Однако, увидевшись с Пастернаком в Париже после бурной переписки, Цветаева обнаруживает все то же: подмену. Она плачет. Он говорит ей о необходимости сдерживать неврастению.

Шесть лет спустя в Москве он проводит ее на вокзал — в Елабугу.

Самая, может быть, драматичная история — взаимоотношения с Маяковским. Тут — ощущение равновеликой тяжести, гнета, бремени, павшего именно из будущего. Отсюда — бурлацкое братание: "Здорово в веках, Владимир!" И этот грубоватый (в ЕГО духе) стиль окликания по фамилии: "Маяковский!
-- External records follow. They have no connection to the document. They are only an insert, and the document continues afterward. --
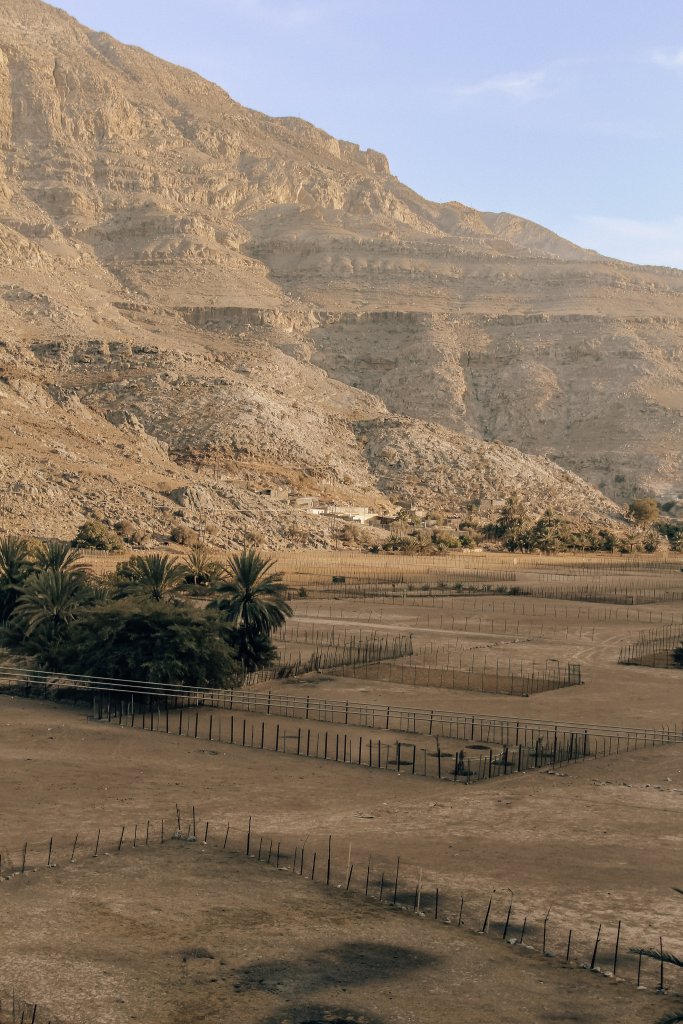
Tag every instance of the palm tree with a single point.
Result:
(49, 601)
(254, 602)
(200, 566)
(15, 567)
(151, 576)
(254, 597)
(58, 555)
Что же передать от вас Европе?" (при отъезде в 1922 году). Его мгновенный ответ — с таким же вызовом: "Что правда — здесь".

Она отбывает. Он публично говорит о ней гадости (цыганщина! У Сельвинского — и то лучше; а еще того предпочтительнее Асеев…). Она прощает. Переводит стихи Маяковского на немецкий, на французский, синхронит во время вечера Маяковского в рабочем предместье Парижа (причем он — не благодарит, а как бы снисходит, в той же грубоватой манере: "Слушайте, Цветаева. Переводить — будете? А то не поймут ни черта!"). И наконец, она публично приветствует его, отвечая на "правду здесь" фразой: "сила — там!" — чем навлекает на себя окончательный бойкот эмигрантской прессы.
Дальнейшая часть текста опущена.